<xsl:sequence> on an atomic value (or sequence of atomic values) is the same as <xsl:copy-of> both just return a copy of their input. The difference comes when you consider nodes.
If $n is a single element node, eg as defined by something like
<xsl:variable name="n" select="/html"/>
Then
<xsl:copy-of select="$n"/>
Returns a copy of the node, it has the same name and child structure but it is a new node with a new identity (and no parent).
<xsl:sequence select="$n"/>
Returns the node $n, The node returned has the same parent as $n and is equal to it by the is Xpath operator.

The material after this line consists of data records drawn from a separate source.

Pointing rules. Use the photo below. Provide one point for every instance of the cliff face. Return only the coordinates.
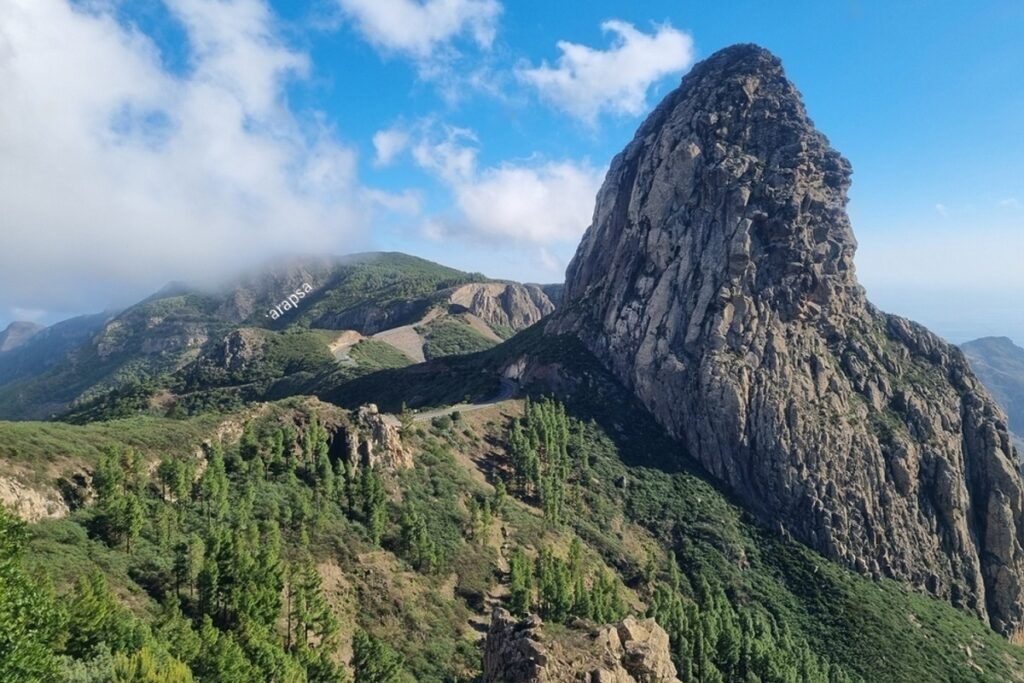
(632, 651)
(717, 282)
(507, 305)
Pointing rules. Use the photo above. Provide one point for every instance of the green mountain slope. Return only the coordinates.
(416, 556)
(271, 333)
(999, 365)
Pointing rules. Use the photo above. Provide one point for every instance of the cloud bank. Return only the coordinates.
(119, 173)
(587, 82)
(536, 202)
(419, 29)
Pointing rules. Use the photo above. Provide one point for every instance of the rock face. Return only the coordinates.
(504, 304)
(717, 283)
(633, 651)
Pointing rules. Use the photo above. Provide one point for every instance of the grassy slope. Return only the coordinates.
(449, 336)
(148, 342)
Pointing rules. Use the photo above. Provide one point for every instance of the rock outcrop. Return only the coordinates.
(508, 305)
(633, 651)
(717, 283)
(374, 440)
(17, 334)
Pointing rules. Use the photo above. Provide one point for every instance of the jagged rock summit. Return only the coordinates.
(717, 283)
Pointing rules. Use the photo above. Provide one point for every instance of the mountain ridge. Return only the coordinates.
(717, 282)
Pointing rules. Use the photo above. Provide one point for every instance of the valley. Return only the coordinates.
(707, 458)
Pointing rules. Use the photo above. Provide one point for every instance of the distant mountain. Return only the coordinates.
(999, 365)
(48, 347)
(16, 334)
(291, 327)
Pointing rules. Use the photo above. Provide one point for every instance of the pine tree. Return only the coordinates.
(520, 583)
(374, 662)
(374, 503)
(31, 622)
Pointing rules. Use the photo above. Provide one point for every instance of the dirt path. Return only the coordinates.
(342, 344)
(406, 339)
(506, 391)
(481, 327)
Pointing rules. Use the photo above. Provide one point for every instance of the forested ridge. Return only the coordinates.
(275, 556)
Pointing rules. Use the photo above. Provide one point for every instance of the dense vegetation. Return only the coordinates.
(274, 553)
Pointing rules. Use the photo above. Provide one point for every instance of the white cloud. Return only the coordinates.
(122, 174)
(388, 144)
(552, 202)
(586, 81)
(453, 159)
(545, 202)
(419, 28)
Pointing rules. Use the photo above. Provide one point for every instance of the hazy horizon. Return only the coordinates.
(171, 139)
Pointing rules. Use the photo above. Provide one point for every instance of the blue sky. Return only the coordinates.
(160, 139)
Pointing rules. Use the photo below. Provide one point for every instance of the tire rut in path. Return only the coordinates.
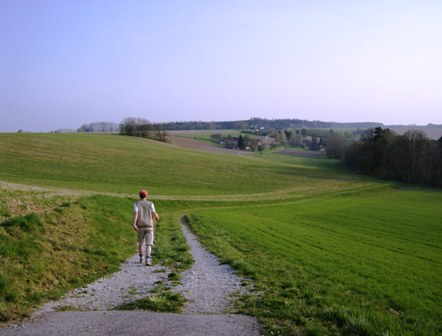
(207, 287)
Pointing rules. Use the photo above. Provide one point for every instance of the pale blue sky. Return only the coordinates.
(65, 63)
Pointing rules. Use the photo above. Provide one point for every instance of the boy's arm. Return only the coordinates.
(135, 220)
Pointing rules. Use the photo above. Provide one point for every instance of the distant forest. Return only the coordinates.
(256, 123)
(402, 153)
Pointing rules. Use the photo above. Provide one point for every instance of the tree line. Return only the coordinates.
(256, 123)
(143, 128)
(380, 152)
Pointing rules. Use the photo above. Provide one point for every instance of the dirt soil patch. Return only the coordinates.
(208, 286)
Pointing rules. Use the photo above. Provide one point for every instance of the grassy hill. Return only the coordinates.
(328, 251)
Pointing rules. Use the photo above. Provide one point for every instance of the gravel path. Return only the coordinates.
(208, 286)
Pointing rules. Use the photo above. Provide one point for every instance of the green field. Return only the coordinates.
(327, 251)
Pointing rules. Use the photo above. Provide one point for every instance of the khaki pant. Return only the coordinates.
(145, 235)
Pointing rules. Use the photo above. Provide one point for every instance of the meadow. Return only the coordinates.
(327, 251)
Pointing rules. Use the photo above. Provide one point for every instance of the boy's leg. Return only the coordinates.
(149, 242)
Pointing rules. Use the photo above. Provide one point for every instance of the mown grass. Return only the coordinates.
(56, 244)
(366, 264)
(161, 300)
(328, 252)
(50, 244)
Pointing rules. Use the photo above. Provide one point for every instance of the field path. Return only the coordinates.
(207, 285)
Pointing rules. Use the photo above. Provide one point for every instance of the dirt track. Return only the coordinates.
(207, 286)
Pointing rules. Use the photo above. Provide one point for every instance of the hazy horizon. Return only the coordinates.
(64, 64)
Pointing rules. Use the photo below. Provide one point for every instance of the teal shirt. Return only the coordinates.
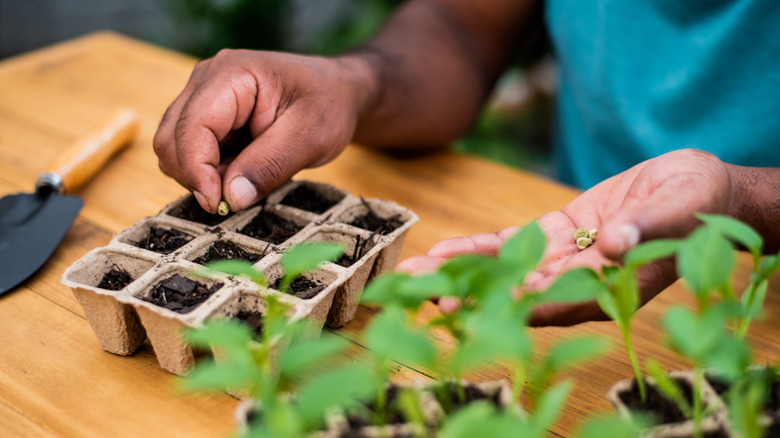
(639, 78)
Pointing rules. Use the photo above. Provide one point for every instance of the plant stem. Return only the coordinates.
(640, 382)
(698, 377)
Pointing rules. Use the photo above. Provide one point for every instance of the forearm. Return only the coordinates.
(755, 200)
(427, 73)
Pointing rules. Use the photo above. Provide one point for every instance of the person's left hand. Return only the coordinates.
(655, 199)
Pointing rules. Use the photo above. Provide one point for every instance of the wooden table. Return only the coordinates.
(54, 378)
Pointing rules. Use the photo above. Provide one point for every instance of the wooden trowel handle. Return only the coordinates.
(81, 161)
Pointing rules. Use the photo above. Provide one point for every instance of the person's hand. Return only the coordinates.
(655, 199)
(299, 112)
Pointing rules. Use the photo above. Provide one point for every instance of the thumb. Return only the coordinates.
(273, 158)
(665, 211)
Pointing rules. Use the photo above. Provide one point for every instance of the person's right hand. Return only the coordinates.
(301, 112)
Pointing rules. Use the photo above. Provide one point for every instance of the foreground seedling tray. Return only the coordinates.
(141, 284)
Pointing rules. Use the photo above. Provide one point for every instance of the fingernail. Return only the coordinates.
(629, 237)
(201, 200)
(242, 192)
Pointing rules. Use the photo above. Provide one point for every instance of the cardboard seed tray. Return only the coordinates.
(123, 319)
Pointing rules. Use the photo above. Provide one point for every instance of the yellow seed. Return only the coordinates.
(581, 232)
(583, 242)
(223, 208)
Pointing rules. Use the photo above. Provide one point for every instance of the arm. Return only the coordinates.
(654, 199)
(420, 81)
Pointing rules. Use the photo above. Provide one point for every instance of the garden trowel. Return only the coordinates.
(32, 225)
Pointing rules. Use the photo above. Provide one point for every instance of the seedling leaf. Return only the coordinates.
(706, 260)
(651, 251)
(735, 230)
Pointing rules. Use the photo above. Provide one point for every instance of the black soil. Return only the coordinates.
(270, 227)
(164, 240)
(226, 250)
(191, 210)
(302, 287)
(361, 248)
(253, 320)
(448, 397)
(664, 410)
(180, 294)
(392, 414)
(371, 221)
(306, 198)
(115, 279)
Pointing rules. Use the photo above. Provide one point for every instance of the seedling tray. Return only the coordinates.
(157, 248)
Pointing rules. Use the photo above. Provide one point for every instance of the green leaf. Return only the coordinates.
(574, 286)
(336, 388)
(735, 230)
(705, 260)
(232, 267)
(525, 248)
(571, 352)
(481, 418)
(651, 251)
(306, 257)
(388, 337)
(302, 356)
(549, 407)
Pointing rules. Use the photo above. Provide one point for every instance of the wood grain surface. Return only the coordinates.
(54, 378)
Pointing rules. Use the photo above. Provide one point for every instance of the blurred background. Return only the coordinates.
(513, 129)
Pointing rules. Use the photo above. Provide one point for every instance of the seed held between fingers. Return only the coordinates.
(223, 208)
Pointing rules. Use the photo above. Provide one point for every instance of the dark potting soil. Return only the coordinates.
(302, 287)
(665, 410)
(270, 227)
(392, 414)
(306, 198)
(361, 248)
(115, 279)
(227, 250)
(180, 294)
(253, 320)
(449, 399)
(371, 221)
(191, 210)
(164, 240)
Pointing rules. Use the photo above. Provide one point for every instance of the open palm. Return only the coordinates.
(655, 199)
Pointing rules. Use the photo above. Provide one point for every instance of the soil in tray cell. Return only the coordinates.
(191, 210)
(306, 198)
(180, 294)
(270, 227)
(227, 250)
(115, 279)
(664, 410)
(253, 320)
(302, 287)
(361, 248)
(164, 240)
(371, 221)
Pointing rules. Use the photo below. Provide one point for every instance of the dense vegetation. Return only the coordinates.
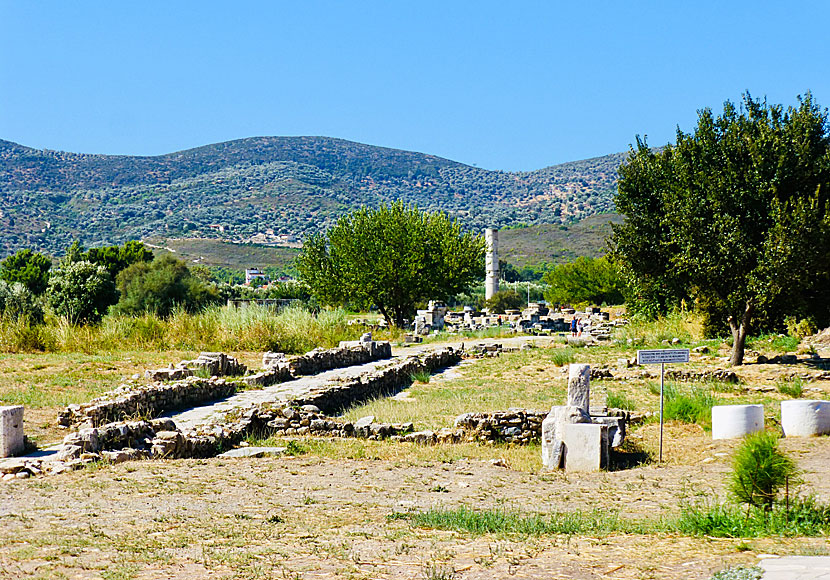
(289, 185)
(734, 216)
(391, 258)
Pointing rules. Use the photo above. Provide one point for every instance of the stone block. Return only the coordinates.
(552, 432)
(579, 386)
(11, 431)
(805, 417)
(734, 421)
(585, 446)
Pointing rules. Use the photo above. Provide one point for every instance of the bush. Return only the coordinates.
(160, 286)
(29, 268)
(584, 280)
(563, 356)
(800, 329)
(759, 470)
(81, 292)
(18, 302)
(504, 300)
(804, 517)
(793, 388)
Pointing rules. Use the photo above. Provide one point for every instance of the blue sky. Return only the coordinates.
(503, 85)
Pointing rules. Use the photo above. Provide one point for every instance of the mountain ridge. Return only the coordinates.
(269, 188)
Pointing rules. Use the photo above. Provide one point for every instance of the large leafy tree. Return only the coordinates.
(81, 292)
(392, 257)
(734, 215)
(27, 267)
(161, 286)
(594, 280)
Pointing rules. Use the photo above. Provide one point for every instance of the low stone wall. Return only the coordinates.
(519, 426)
(318, 361)
(131, 401)
(339, 395)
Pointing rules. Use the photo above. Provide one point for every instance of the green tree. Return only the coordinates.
(115, 258)
(27, 267)
(17, 301)
(81, 291)
(734, 215)
(594, 280)
(760, 470)
(160, 286)
(392, 257)
(505, 300)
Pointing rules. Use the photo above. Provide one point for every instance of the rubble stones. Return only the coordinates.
(553, 432)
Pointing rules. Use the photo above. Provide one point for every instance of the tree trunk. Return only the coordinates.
(740, 328)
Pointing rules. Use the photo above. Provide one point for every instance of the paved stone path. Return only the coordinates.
(297, 388)
(796, 568)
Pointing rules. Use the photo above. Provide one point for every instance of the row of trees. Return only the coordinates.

The difference is almost entirely masked in traditional (XSLT 1 style) template usage as you never get access to the result of either operation the result of the constructor is implicitly copied to the output tree so the fact that xsl:sequence doesn't make a copy is masked.
<xsl:template match="a">
   <x>
   <xsl:sequence select="$n"/>
   </x>
</xsl:template>
is the same as
<xsl:template match="a">
    <x>
    <xsl:copy-of select="$n"/>
    </x>
</xsl:template>
Both make a new element node and copy the result of the content as children of the new node x.
However the difference is quickly seen if you use functions.
<xsl:stylesheet version="2.0" xmlns:xsl="http://www.w3.org/1999/XSL/Transform" xmlns:f="data:,f">
    <xsl:variable name="s">
        <x>hello</x>
    </xsl:variable>
    <xsl:template name="main">
        ::
        :: <xsl:value-of select="$s/x is f:s($s/x)"/>
        :: <xsl:value-of select="$s/x is f:c($s/x)"/>
        ::
        :: <xsl:value-of select="count(f:s($s/x)/..)"/>
        :: <xsl:value-of select="count(f:c($s/x)/..)"/>
        ::
    </xsl:template>
    <xsl:function name="f:s">
        <xsl:param name="x"/>
        <xsl:sequence select="$x"/>
    </xsl:function>
    <xsl:function name="f:c">
        <xsl:param name="x"/>
        <xsl:copy-of select="$x"/>
    </xsl:function>
</xsl:stylesheet>
Produces
$ saxon9 -it main seq.xsl
<?xml version="1.0" encoding="UTF-8"?>
::
:: true
:: false
::
:: 1
:: 0
::
Here the results of xsl:sequence and xsl:copy-of are radically different.